A czemu nie hybryda tylko mix?
To już później wytłumaczę, może w następnym spotkaniu.Wszystko było pięknie, ładnie, ale do czasu epidemii.
Dużo osób zaczęło chorować na nie wiadomą chorobę i w tym sama Calami.
Robili wszystko, żeby ją uratować jak i innych, ale....Nie udało się.
Wtedy zginęło ponad 20.000 ludzi, 13.600 nieśmiertelnych i 2.000 potworów (tych śmiertelnych)
Wtedy wszystko się zmieniło.
Król Aleksander stwierdził, że to była wina nieśmiertelnych i to oni przecież majstrowali na bakteriach...
No i tak zaczęła się wojna.
Skończyła się po 5 latach po podpisaniu już z nowym Królem ludzi i potworów (Asgorem).

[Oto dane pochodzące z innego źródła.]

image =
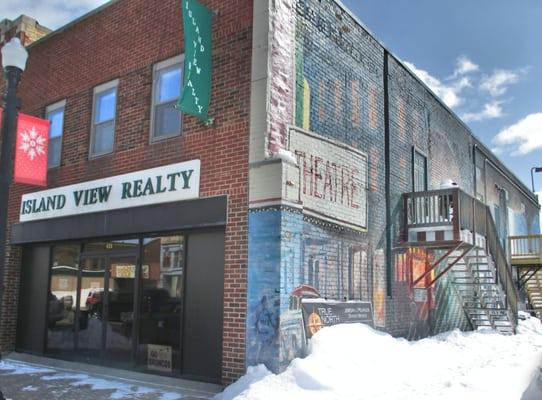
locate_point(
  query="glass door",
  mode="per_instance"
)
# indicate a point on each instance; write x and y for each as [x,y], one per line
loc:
[92,308]
[119,319]
[105,306]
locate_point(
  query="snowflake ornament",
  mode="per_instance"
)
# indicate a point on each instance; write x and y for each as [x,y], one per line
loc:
[32,143]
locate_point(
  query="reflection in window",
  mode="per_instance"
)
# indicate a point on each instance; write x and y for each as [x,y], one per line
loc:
[161,303]
[111,245]
[62,298]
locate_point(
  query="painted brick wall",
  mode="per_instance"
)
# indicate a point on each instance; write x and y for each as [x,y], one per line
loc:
[123,41]
[339,95]
[418,121]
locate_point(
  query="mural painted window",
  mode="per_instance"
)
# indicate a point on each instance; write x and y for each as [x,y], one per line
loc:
[55,114]
[358,279]
[419,171]
[480,184]
[167,83]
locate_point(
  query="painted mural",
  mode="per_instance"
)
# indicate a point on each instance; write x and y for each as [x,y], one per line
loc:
[325,237]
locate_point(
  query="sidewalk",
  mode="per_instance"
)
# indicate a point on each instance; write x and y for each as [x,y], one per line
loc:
[26,377]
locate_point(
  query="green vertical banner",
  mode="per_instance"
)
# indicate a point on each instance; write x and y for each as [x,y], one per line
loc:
[196,92]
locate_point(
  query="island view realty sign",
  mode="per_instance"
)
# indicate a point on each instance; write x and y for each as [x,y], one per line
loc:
[152,186]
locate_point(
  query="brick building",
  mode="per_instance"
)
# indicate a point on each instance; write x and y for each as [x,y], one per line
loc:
[25,28]
[322,169]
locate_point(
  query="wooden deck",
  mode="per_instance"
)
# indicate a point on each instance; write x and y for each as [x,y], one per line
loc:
[526,251]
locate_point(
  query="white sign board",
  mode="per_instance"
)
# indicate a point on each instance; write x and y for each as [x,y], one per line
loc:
[164,184]
[159,358]
[329,181]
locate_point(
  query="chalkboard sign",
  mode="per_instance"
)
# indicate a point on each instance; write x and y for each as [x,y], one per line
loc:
[319,313]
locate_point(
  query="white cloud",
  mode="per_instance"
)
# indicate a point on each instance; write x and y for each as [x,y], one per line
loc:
[490,111]
[51,13]
[449,93]
[523,137]
[498,82]
[464,66]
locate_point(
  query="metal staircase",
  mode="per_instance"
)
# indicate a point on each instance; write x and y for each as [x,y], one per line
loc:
[483,298]
[526,257]
[461,230]
[533,287]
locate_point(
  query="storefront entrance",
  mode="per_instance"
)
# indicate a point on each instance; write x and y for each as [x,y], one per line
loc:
[138,288]
[105,309]
[123,303]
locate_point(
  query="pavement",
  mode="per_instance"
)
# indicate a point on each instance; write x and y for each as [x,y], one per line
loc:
[26,377]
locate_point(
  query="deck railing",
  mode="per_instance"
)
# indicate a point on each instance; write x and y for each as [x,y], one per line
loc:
[528,246]
[460,211]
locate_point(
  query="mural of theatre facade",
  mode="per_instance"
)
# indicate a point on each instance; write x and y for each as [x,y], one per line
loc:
[317,223]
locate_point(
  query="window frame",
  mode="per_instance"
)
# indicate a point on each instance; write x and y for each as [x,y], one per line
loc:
[48,110]
[416,151]
[114,84]
[156,69]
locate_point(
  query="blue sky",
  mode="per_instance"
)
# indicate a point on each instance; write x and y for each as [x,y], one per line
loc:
[482,57]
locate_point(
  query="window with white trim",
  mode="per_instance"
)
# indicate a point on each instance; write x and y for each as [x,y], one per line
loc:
[166,120]
[55,114]
[102,139]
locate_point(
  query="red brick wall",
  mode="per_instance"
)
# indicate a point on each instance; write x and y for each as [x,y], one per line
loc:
[124,41]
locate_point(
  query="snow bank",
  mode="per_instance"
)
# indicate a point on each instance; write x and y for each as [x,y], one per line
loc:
[356,362]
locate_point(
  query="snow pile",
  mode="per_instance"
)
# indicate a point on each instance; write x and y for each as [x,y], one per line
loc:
[356,362]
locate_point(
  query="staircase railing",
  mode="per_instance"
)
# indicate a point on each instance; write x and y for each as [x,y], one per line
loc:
[460,211]
[504,272]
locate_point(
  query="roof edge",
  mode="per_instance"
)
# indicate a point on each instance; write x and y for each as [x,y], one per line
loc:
[72,23]
[478,142]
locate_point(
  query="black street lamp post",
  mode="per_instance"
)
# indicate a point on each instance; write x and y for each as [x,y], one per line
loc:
[533,170]
[14,58]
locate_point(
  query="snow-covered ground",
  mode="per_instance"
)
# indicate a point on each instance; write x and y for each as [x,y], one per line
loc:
[355,362]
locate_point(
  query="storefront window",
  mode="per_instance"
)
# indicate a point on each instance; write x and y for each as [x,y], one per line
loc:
[162,278]
[62,298]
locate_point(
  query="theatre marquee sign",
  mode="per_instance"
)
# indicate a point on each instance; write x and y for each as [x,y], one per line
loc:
[152,186]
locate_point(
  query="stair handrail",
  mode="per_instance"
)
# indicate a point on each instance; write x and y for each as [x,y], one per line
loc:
[504,274]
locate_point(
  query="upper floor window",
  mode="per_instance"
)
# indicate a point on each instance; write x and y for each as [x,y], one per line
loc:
[166,120]
[55,114]
[102,139]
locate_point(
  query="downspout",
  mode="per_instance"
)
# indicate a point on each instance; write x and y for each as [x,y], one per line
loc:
[389,238]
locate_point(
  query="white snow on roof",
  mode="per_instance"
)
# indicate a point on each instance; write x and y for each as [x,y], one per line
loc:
[355,362]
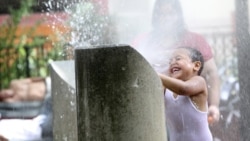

Nieśmiertelni odcięli się od śmiertelnych, bo mieli za złe, że myśleli, że to byli oni.
Wszystko się zmieniło.Hybrydy były polowane przez Łowców, którzy zabijali je dla zysku z powodu ich magii.
Mixy też nie mieli za kolorowo, bo nikt nie chciał ich nigdzie przyjąć z powodu tego, że nie każdy był nieśmiertelny i nie każdy wyglądał jak na normalnego potwora lub człowieka.
Ale jak już mówiłam w następnym spotkaniu wam opowiem o gatunkach.
Może się okazać, że przeciągnie się nasza historia, no ale chyba dobrze by było dowiedzieć się o gatunkach?
Wtedy będzie można dowiedzieć się czegoś ciekawego, a może i nawet pomoże to w zrozumieniu?*Patrzy na zegarek*
No dobra ja muszę się zbierać, bo jednak jestem umówiona z paroma osobami i jeszcze muszę przy randce pomóc -_-
Proszę się nie pytać kogo, bo to będzie historia na kiedy indziej...
No chyba, że jednak będzie bardzo chcieli to wam opowiem, tylko musicie mi o tym powiedzieć.
Dobra zmykam.*Otwiera portal*
Dozobaczenia * macha na pożegnanie i wchodzi do portalu*
*Portal się zamyka**Wchodzi jakiś gościu*
Jest tutaj przypadkiem Light?
*Mówisz, że właśnie wyszła
Ku-wa
Dobra dzięki za info.*Wychodzi*
*Otwierasz portal do domu i przez niego przechodzisz, zamykasz go.
AAAAAAAAGH, ZAPOMNIAŁAM/EM ZAPYTAĆ KIEDY NASTĘPNE SPOTKANIE!!